HR: The group applied for state funding at various times of its performance history. During the years 1957-1965 they where financially independent and their performances created enough revenue for the group to be self sustained. With an ever growing opera company, financial burdens however increased and from 1965 onwards the group applied for funding from the Coloured Affairs Department. It has to be said that documentation from the archive show that these amounts were pittance compared to what for instance CAPAB received.

In 1975 the group went on tour to England. Who organized their tour and how were they received?

HR: The group went on invitation of the International Festival of Youth Orchestras and Performing Arts held in London and Aberdeen. It was jointly organized by the group itself and the Festival management. The National Youth Orchestra of South Africa, consisting of white musicians only, also took part in the Festival. The two groups were unaware of each other until they met in Aberdeen. During the festival informal sports events were organized and the Eoan singers and Youth Orchestra musicians played soccer in one team against Poland. During this tour Eoan’s mezzo-soprano soloist, Judith Bailey, was discovered by Claudio Abbado, after which she was offered a two year training bursary at La Scala in Italy.

Some of the members left South Africa to pursue careers overseas – where they were given equal opportunity. Tell us about some of them.

HR: A number of soloists left the country to pursue careers abroad, but few really managed notable careers. Success stories include the tenor Joseph Gabriels, who made his debut in the Metropolitan Opera House in 1971 and Gordon Jephtas, who had a very successful career as repetiteur, working amongst others with Luciano Pavarotti and Renata Tebaldi. Others were Charles de Long (baritone), Patricia van Graan (soprano) and in later years Sidwill Hartman (tenor).
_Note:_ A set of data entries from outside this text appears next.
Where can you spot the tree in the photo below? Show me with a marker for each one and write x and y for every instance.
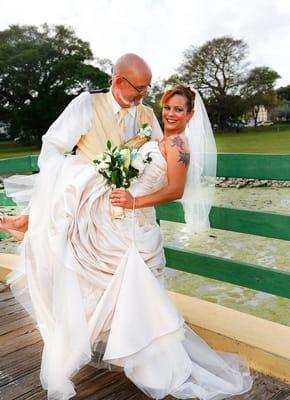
(284, 93)
(258, 90)
(41, 70)
(217, 69)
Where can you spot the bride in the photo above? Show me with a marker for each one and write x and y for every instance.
(94, 283)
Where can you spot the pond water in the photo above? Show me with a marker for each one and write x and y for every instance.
(263, 251)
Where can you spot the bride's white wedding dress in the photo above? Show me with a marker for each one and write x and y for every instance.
(94, 284)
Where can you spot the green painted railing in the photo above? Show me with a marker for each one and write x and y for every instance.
(273, 225)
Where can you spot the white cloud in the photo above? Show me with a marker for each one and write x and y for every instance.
(161, 30)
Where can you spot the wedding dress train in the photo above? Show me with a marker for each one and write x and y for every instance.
(93, 282)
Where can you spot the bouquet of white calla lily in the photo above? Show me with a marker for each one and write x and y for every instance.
(121, 166)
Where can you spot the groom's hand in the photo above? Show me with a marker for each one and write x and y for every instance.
(122, 198)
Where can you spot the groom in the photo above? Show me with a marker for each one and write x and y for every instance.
(92, 119)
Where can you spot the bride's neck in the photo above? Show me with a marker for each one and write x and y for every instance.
(170, 133)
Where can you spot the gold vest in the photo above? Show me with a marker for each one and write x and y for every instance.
(104, 126)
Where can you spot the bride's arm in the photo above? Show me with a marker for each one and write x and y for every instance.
(177, 165)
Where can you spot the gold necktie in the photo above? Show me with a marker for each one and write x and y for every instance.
(121, 122)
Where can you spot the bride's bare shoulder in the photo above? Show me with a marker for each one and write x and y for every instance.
(179, 141)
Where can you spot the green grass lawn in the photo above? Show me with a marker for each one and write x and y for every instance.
(274, 139)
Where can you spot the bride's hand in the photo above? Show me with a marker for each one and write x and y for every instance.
(122, 198)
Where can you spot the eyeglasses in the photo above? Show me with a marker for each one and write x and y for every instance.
(139, 89)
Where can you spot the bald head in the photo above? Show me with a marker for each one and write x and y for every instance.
(130, 63)
(131, 79)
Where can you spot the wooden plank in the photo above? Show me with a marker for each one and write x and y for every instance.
(258, 223)
(15, 165)
(255, 277)
(6, 201)
(20, 379)
(258, 166)
(243, 165)
(21, 388)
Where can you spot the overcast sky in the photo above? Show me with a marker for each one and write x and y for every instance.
(160, 30)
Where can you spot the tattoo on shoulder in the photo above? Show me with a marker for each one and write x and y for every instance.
(177, 141)
(184, 158)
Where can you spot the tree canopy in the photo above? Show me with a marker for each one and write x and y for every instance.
(41, 69)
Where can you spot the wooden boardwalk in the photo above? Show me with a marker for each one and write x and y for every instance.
(20, 355)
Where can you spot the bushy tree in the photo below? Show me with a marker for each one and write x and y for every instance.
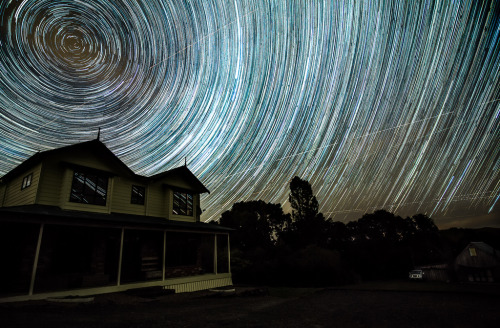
(308, 225)
(257, 224)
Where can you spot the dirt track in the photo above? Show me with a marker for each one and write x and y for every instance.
(359, 306)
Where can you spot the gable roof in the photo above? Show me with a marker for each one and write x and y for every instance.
(100, 148)
(96, 146)
(184, 172)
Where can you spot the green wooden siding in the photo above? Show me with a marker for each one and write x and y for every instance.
(122, 192)
(52, 181)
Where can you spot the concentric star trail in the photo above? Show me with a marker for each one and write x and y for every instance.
(379, 104)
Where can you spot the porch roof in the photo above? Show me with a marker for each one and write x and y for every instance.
(55, 215)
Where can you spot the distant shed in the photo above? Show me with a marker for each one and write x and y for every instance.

The ballet dancers that went abroad were more successful in pursuing careers, among them were David Poole, Johaar Mosaval and Vincent Hantam.

What impact did Apartheid have on the group?

HR: The impact of apartheid on the group is so pervasive, it is difficult to describe in short. In the first place, the group existed because of apartheid, at the same time the system denied them access to first class education in the arts as well as proper infrastructure to perform. It controlled the spaces within which the group lived and performed and later forced the group out of the city centre when it could not perform with in the City Hall any longer. Apartheid caused the group to operate in tremendous artistic isolation, even more than white opera production at the time. Group members were not allowed in white venues and could never see other opera productions. The result was that they had nothing to measure themselves agains, which in the long run lead to inferior musical standards. Apartheid also forced them to be dependent on state funding. This caused the group to become increasingly unpopular with political activists and caused their eventual rejection by the coloured community.

Where do you think the group would have been today, had it not been dealt the blow of having to relocate?

HR: The relocation to Athlone was not the main reason for the demise of the group, but was a symptom of an entire system that worked against them. I think that within apartheid no arts group as disempowered as the coloured community could continue to strive towards professionalism and excellence in the long run.

During your research you interviewed many of the older generation of Eoan group members. They must have had some wonderful stories to tell. Please share some.

HR: Today former members are nostalgic about their lives as opera singers, but there is also a lot of bitterness and resentment due to the lack of acknowledgement. There are many stories of how much fun they had on stage, accidents that happened, glorious moments and camaraderie, too many to mention. My favourite statement is one from mezzo soprano soloist, Sophia Andrews, in which she expresses what it meant to her to be an opera singer: ‘Every performance was a milestone. Just to get on there and sing over that orchestra. It’s something that you cannot give to [any]body and that you live with for the rest of your life’.